Avec ce petit détour, j’ai frôlé la panne sèche de très près, et je suis sortie du parc national sans jamais y être officiellement entrée pour aller assouvir la soif de mon auto. J’ai vu un petit aperçu de ce qui m’attendait le lendemain, car bien sûr je devais rester ici une autre nuit pour ne pas manquer ce spectacle hallucinant.

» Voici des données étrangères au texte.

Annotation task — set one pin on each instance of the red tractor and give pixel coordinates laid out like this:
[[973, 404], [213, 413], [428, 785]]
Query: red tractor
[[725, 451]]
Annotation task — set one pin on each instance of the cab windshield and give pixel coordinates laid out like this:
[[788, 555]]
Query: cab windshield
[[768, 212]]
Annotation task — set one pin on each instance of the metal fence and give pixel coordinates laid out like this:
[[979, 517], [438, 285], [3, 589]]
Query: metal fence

J’ai campé dans un champ sur une falaise entre deux tours de cellulaire, je ne savais pas vraiment ou j’étais car j’ai conduit directement dans l’herbe dans l’obscurité totale, et je voyais des orages énormes passer à l’horison. Ça disait même qu’il y avait un avertissement de tornades pour la région. Un peu inquiète, j’ai mangé une cannette de fèves au lard et j’ai fermé l’oeil quelques heures. Avant l’aube, j’ai balancé mon campement dans l’auto et je suis retournée dans le parc national par la porte d’en avant ou j’ai même du payer mon entrée.

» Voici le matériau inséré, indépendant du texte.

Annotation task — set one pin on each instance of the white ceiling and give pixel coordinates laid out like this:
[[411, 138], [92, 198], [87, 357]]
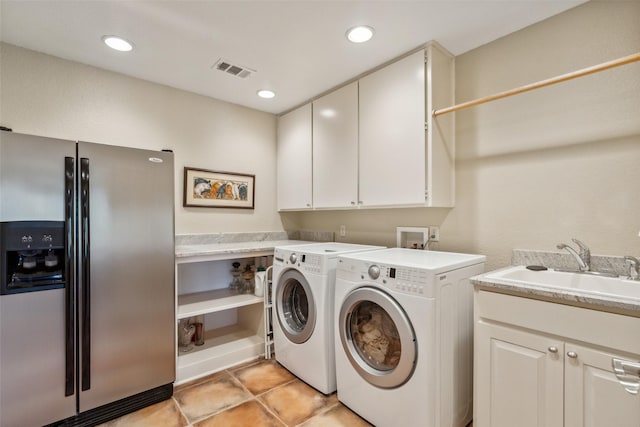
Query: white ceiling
[[298, 48]]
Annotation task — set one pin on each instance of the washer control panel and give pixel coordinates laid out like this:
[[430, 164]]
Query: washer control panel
[[310, 263], [413, 281]]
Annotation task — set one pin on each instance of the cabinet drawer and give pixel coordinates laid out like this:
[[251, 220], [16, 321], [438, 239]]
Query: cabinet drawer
[[581, 324]]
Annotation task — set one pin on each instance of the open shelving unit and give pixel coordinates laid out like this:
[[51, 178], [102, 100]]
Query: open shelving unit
[[234, 324]]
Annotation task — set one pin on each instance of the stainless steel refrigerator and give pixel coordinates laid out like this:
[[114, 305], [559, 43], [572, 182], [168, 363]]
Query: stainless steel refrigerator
[[87, 304]]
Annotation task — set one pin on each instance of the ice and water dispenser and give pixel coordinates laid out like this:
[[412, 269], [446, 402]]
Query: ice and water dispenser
[[33, 256]]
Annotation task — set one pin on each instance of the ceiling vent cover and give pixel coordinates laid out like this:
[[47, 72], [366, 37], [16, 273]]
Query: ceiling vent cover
[[233, 69]]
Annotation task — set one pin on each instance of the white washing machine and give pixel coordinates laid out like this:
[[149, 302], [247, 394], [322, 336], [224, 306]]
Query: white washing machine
[[303, 298], [404, 333]]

Mesdames et messieurs, je vous présente en vrac les photos du matin dans le parc national des Badlands. Il n’y a vraiment rien à dire d’autre que je n’ai pas ou très peu manipulé ces photos, et que la lumière magique a fait toute la job.
J’ai passé tellement d’heures dans ce parc que ma citrouille de Cendrillon était en train de se désintégrer devant mes yeux. J’avais 48 heures pour faire la moitié restante du pays et rentrer chez moi, soit plus de 3,000 km à conduire en solo. La nuit, avec les trains routiers de poids lourds doubles, tout le reste n’était que stations d’essence, un bref saut par Chicago, des cônes de construction, des lumières rouges et jaunes, rouges et jaunes, et de la musique dans le tapis.
Je suis rentrée chez moi à quatre heures du matin, j’ai retrouvé Aude au même endroit devant ma porte ou on s’est dit aurevoir trois semaines et demie plus tôt, et je n’y croyais pas d’avoir fait tout ça en 12,500 km. Tous ces gens, tous ces paysages, le temps parfait, les miracles qui se succèdent, aucune planification, juste surfer sur la vie.